Its opening night film, on Aug. 23 at 8 p.m. at the Alabama Theatre, will be the documentary “I Want My MTV” featuring original VJ and Birmingham native Alan Hunter. Over the weekend, it will be accompanied by “Star Wars: Episode V — The Empire Strikes Back,” 1984’s “Karate Kid” as well as a documentary about the lead singer of the band INXS, Michael Hutchence.

The Sidewalk Film Festival also marks the debut of the Sidewalk Film Center and Cinema, located on the lower level of the Pizitz building.

Scheduled to open to the public the first week of September, the Sidewalk Film Center and Cinema includes two theatres that will seat approximately 90 people each, showcasing independent films. It will also include a room for events and education along with a restaurant, lounge and bar area. It will also be the home of a planned Jewish Film Festival.

“This is something that has been in the discussion and planning stages for years. It’s exciting to see this come into fruition,” Sidewalk Executive Director Chloe Cook. “Birmingham can showcase independent films year-round” from local, national and international artists.

The Sidewalk Film Festival will screen more than 300 narrative, documentary and short films in 10 venues, along with panel discussions, parties and related events. A couple of selections by Jewish filmmakers include the narrative “Safe Spaces” and the documentary “Circus of Books.”

Daniel Schechter’s “Safe Spaces” centers on physical or metaphorical spaces in which people can be fully self-expressed without facing judgment or harassment.

Discussion of safe spaces most often revolve around college campuses, and Schechter’s film follows suit. In “Safe Spaces,” Justin Long plays an adjunct creative writing professor who is forced to grapple with the backlash to a class discussion that he saw as innocent, but others felt crossed the line.

Schechter said Long’s character is partially inspired by himself and his experience as a teacher. Fran Drescher plays Long’s mother, and the character is based on Schechter’s mother.

Beyond the college controversy, “Safe Spaces” follows this family, all of whom are brought together by the siblings’ ailing grandmother, played by Lynn Cohen.

“The big thing that I hope people take away from the movie is, just have more empathy for people and their struggles and where they’re coming from,” said Schechter.

“Safe Spaces” will be at the Alabama Theatre on Aug. 25 at 12:15 p.m., and is the film being sponsored by Southern Jewish Life.
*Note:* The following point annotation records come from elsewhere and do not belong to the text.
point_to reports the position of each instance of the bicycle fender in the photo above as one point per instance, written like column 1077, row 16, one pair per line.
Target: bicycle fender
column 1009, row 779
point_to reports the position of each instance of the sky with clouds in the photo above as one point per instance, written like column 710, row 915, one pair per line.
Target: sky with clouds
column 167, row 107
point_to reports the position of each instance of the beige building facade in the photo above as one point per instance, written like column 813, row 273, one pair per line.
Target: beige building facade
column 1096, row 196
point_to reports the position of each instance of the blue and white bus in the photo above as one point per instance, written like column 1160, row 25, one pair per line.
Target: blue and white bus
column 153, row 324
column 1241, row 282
“Circus of Books” directly focuses on Jewish filmmaker, artist and musician Rachel Mason’s family. Mason tells the story of her parents, Karen and Barry Mason, who had fallen on hard times and were looking for a way to support their young family.

They answered an ad in the Los Angeles Times seeking distributors for Hustler magazine. What was expected to be a brief sideline led to the straight Jewish couple taking over a local store, Circus of Books, beloved in the West Hollywood LGBT scene, and becoming fully immersed in that community at a time when the culture was not yet accepted. The film details how they kept their business separate from their friends and children, and how it became a place of refuge during the height of the AIDS crisis.
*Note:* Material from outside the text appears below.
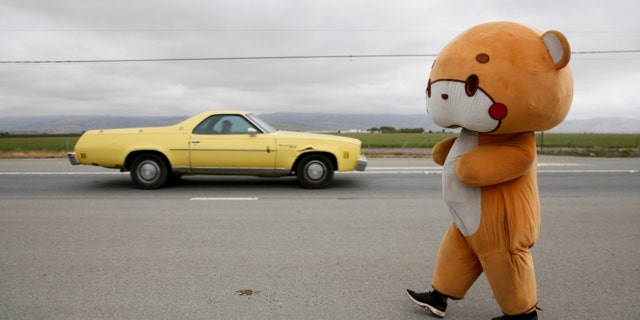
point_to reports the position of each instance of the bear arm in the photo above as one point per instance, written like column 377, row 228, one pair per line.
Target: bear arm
column 441, row 150
column 492, row 164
It will screen at 6 p.m. on Aug. 24 at the Alabama School of Fine Arts Recital Hall.

Joel Fendelman returns to Sidewalk with “Adam and Eve Eat Again,” a 10-minute narrative short that will be part of the “Shorts: Start Here” block on Aug. 24 at 10:25 a.m., at the ASFA Recital Hall. The film’s description is “Adam’s late and Eve won’t play his song. Now they must perform together.”
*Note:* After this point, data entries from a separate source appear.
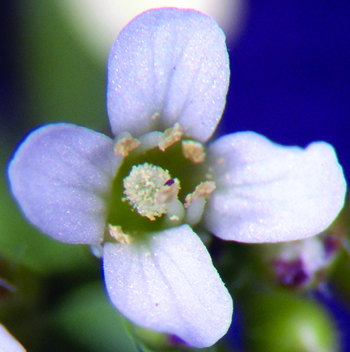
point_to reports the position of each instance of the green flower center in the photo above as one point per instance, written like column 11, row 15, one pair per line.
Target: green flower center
column 162, row 183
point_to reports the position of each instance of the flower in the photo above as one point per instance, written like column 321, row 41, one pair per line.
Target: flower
column 8, row 343
column 139, row 194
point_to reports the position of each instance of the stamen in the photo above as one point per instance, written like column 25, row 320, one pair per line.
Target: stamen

There will also be a short film about being a religious minority in the Deep South, though it’s not about the Jewish community. “Hidden Voices,” directed by Matthew Brooks, Michael Cooper and Holly White, is a nine-minute film on the challenges faced by those who leave their churches for pagan practices. It will be part of the Alabama Docs block on Aug. 24 at 3:15 p.m., at the ASFA Recital Hall.